Chapter 42: January 3

Today I tried out a new space in the library because my old space, the one with the catwalk, is going to be ruined. Not according to the loud librarians who, in an officious pack, roamed the room and pointed out its flaws. To them, this room will not be ruined; it will be improved. The librarians have tacked a sign to the bulletin board explaining their intentions. “The catalog has not been updated since 1985,” says this sign, “and information in the catalog becomes increasingly inaccurate and obsolete every day.” The card catalog is a threat to truth and relevance! It is a constantly intensifying, present-tense menace! It becomes . It does this every day .

Now I am in a different catwalk, one threatened only by obsolete books.
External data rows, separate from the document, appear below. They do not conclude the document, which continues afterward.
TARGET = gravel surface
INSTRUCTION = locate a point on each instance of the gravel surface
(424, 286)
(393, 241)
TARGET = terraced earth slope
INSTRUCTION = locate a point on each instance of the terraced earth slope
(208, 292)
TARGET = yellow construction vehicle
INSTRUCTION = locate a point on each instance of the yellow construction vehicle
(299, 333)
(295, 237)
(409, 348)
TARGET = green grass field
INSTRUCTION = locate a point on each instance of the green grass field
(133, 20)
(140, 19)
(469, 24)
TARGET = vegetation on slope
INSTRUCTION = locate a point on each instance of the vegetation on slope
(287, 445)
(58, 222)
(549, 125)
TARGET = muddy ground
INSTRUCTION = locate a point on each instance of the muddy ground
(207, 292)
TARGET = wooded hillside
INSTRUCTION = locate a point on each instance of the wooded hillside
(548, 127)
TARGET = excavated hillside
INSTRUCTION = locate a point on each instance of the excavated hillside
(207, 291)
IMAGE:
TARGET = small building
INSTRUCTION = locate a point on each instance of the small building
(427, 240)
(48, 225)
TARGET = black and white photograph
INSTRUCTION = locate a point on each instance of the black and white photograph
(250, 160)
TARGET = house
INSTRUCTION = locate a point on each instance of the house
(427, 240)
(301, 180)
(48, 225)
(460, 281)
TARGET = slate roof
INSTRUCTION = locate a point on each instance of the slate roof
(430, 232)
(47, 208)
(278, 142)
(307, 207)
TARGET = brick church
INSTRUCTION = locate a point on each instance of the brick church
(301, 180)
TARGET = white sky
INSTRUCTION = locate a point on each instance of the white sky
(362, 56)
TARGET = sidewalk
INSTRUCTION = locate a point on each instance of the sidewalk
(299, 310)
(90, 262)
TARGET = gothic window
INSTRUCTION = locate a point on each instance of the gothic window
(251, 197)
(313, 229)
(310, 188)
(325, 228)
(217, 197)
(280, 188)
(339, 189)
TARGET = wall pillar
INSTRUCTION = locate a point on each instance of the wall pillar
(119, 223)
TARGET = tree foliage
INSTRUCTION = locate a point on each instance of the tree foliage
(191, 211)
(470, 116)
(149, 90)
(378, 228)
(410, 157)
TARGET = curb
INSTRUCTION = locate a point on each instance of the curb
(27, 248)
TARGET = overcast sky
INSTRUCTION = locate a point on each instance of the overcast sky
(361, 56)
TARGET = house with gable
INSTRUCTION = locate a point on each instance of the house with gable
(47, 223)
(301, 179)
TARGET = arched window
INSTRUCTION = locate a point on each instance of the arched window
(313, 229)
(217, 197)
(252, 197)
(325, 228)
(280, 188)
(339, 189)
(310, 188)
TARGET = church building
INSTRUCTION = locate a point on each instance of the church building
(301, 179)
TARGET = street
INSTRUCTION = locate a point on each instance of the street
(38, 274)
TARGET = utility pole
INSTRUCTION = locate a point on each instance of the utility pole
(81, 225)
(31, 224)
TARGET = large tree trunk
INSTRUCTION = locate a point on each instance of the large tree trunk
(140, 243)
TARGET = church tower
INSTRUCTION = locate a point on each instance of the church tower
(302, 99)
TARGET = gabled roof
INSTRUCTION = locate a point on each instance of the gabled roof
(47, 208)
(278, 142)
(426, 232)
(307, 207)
I have read many of these books; I seem to have landed in the women’s studies nook of the Dewey decimal system. HQ 1236.5–HQ 1665.15 are my coordinates. I was a women’s studies minor in college. I can’t recapture what made me want to study women, but I remember wanting to do so from my very first semester. I tried to convince a friend from my dorm to take a class with me. I was scared to do it alone. “Fuck no,” she said. “I hear women touch each other in those classes.” She was hyperbolic, this friend, tall and mouthy. She’d go on to play rugby, and do heroin, and marry a scruffy mountain genius, and raise chickens in the city.